The geography of isolation
Perth is 2,700 kilometres from Sydney. That's further than London is from Moscow. The nearest major city is Adelaide, and even that's a three-hour flight away. When you work in tech, an industry that is fundamentally about connection, collaboration, and being where things are happening, that distance does something to your career.
It's not all bad. But it's real, and pretending it isn't doesn't help anyone.
The disadvantages
The timezone problem. Perth is UTC+8. Sydney is UTC+10 (or +11 during daylight saving). London is five to eight hours behind. New York is twelve to thirteen hours behind. If you work with anyone on the east coast of the US, your "normal working hours" barely overlap with theirs. You're either starting very early or finishing very late, and most people do some of both.
The networking problem. Tech conferences happen in Sydney, Melbourne, and sometimes Brisbane. They almost never happen in Perth. This means that every conference is a multi-thousand-dollar trip: flights, accommodation, time off work. The people on the east coast just catch a train or a short flight. The people who attend the most conferences are the ones who build the biggest networks. Geography amplifies this.
The talent pool problem. If you're building a team in Perth, you're working with a smaller pool of candidates. The best engineers often move east, not because Perth is bad, but because the opportunities are genuinely more concentrated in Sydney and Melbourne. This creates a brain drain that's hard to reverse.
The advantages
Remote work is the great equalizer. The rise of remote-first companies has done more for Perth's tech scene than anything else. When the job doesn't care where you sit, suddenly 2,700 km doesn't matter. I've worked with teams across three continents from a desk in Perth, and the experience was functionally identical to being in the same office.
Cost of living (for now). Perth is still cheaper than Sydney and Melbourne, though the gap is narrowing. If you earn a Sydney salary working remotely from Perth, your money goes significantly further. Housing, especially, is more accessible, which matters enormously for quality of life.
Focus. There's a certain clarity that comes from being removed from the noise. Perth isn't a place where you're constantly being pulled toward events, meetups, and social obligations. If you want to build something, a product, a skill, a business, the isolation is actually an advantage. The internet gives you access to the same information as anyone else. What it can't give you is the discipline to use it, and Perth doesn't distract you from that.
What it means for perspective
There's something that happens when you're geographically removed from the centers of your industry. You stop caring as much about what's trendy and start focusing on what's actually useful. The hype cycles move slower out here, which is a feature, not a bug. By the time something reaches Perth, you can usually tell whether it's going to last or whether it was just noise.
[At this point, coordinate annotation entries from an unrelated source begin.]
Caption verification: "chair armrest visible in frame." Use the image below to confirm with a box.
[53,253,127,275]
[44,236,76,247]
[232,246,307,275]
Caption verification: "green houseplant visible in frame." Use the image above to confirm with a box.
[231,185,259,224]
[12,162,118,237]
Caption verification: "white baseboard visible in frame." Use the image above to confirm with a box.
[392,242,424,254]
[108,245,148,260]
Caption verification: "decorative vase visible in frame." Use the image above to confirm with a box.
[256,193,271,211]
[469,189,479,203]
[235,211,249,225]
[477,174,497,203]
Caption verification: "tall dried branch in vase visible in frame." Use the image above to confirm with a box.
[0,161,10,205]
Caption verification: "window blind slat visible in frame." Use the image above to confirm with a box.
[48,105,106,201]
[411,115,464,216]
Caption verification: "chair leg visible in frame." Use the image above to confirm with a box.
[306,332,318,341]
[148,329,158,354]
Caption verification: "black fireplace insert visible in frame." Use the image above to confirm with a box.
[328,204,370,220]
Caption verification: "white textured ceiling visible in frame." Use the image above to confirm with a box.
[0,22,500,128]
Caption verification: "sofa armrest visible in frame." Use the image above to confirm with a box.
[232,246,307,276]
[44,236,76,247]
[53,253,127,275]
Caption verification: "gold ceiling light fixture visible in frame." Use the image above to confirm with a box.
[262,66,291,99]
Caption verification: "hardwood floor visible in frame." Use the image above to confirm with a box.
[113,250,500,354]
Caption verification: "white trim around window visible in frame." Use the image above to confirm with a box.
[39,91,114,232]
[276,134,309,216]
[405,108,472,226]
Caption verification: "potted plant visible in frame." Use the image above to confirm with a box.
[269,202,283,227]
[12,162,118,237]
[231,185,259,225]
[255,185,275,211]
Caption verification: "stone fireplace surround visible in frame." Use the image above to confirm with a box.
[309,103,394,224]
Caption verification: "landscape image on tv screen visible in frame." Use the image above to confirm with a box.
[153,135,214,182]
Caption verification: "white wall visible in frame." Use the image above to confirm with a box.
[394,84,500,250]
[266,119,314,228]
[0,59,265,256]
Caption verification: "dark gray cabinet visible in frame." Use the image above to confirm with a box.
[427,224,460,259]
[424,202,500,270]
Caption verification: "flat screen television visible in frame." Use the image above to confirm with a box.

I think this has shaped the way I think about technology. I'm less interested in the newest framework and more interested in the tools that solve real problems. I'm less impressed by funding announcements and more interested in things that people actually use. Whether that's a product of Perth specifically or just personality, I'm not sure. But the isolation certainly doesn't hurt.
Would I move?
Sometimes. When I miss the energy of a real tech scene, or when a conference I want to attend is on the other side of the country, I think about it. But then I go for a walk on the beach at 6pm, or I have dinner outside in weather that would be unimaginable in a Sydney winter, and the question answers itself.
Perth isn't for everyone. But for people who value space, quiet, and the ability to think clearly about what they're building, it's better than most places.